Both of the algorithms, Hash-Threshold and Modulo-N, are deterministic, in a sense that the same next-hop is always selected for the same flow, as long as the set of next-hops has not changed in the meantime. This is something that is desired in practice, enabling the same client to always talk to the same server.

It is also worth noting that the Hash-Threshold and the Modulo-N algorithms differ in how disruptive [6] they are to the packet flows when the set of next-hops changes.
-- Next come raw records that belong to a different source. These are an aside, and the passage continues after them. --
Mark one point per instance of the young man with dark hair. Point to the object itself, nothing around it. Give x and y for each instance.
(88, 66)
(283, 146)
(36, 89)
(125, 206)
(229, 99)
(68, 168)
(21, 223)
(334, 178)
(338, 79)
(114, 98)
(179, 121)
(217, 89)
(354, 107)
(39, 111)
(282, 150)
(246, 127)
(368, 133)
In this regard, the Modulo-N algorithm used by the ipv6 stack is more disruptive, that is a larger percentage of potential flows is affected (re-routed) when a next-hop is added to or removed from the set of available paths.

The algorithms are described and analyzed in more detail in:

RFC 2991 - Multipath Issues in Unicast and Multicast Next-Hop Selection
RFC 2992 - Analysis of an Equal-Cost Multi-Path Algorithm

Weighted ECMP - promoting selected next-hops

Weighted Equal-Cost Multi-Path routing is an extension to the concept of multipath routing where additionally every next-hop has an associated "weight". The weight affects how big of a fraction of all possible flows will be routed toward the next-hop.

Currently (as of Linux v4.12) only the ipv4 stack respects the next-hop weight and steers more flows toward a path with a higher weight. Digging into the code, we can see the weight (stored in nh_weight in struct fib_nh) being taken into account by fib_rebalance() routine which computes the upper range limit of a next-hop (nh_upper_bound) we looked at earlier.

To tell the kernel that we want the next-hops to have different weights we need to pass the weight parameter to ip route command. The specified value will be handed to the kernel in rtnh_hops attribute of a next-hop data structure.

For example, if we want 2/3 (or 10/15) of all possible flows to be routed towards 192.168.1.1 next-hop and the remaining 1/3 (or 5/15) toward 192.168.2.1 we can set up a multipath route with:

# ip route add 2.2.2.2/32 \
> nexthop via 192.168.1.1 weight 10 \
> nexthop via 192.168.2.1 weight 5
# ip route show 2.2.2.2
2.2.2.2
        nexthop via 192.168.1.1 dev dum1 weight 10
        nexthop via 192.168.2.1 dev dum2 weight 5

Just as before, we can take a look at fib_info structure to see that the next-hop-mapped hash value ranges have been set up as expected:

192.168.1.1 → {0..INT_MAX*2/3}
192.168.2.1 → {INT_MAX*2/3+1..INT_MAX}

Digging in again with gdb we see:

(gdb) set $ip = $fib_info->fib_nh[0].nh_gw
(gdb) printf "%d.%d.%d.%d\n", ($ip & 0xff), ($ip >> 8) & 0xff, ($ip >> 16) & 0xff, ($ip >> 24)
192.168.1.1
(gdb) p $fib_info->fib_nh[0].nh_weight
$14 = 10
(gdb) p $fib_info->fib_nh[0].nh_upper_bound.counter
$15 = 1431655764 # <-- INT_MAX/3*2

(gdb) set $ip = $fib_info->fib_nh[1].nh_gw
(gdb) printf "%d.%d.%d.%d\n", ($ip & 0xff), ($ip >> 8) & 0xff, ($ip >> 16) & 0xff, ($ip >> 24)
192.168.2.1
(gdb) p $fib_info->fib_nh[1].nh_weight
$16 = 5
(gdb) p $fib_info->fib_nh[1].nh_upper_bound.counter
$17 = 2147483647 # <-- INT_MAX

Linux ipv6 stack, however, ignores the next-hop weight, passed from user-space in rtnh_hops. We can confirm this by looking at inet6_rtm_newroute() invoked to process RTM_NEWROUTE message, which is send to create a new routing entry.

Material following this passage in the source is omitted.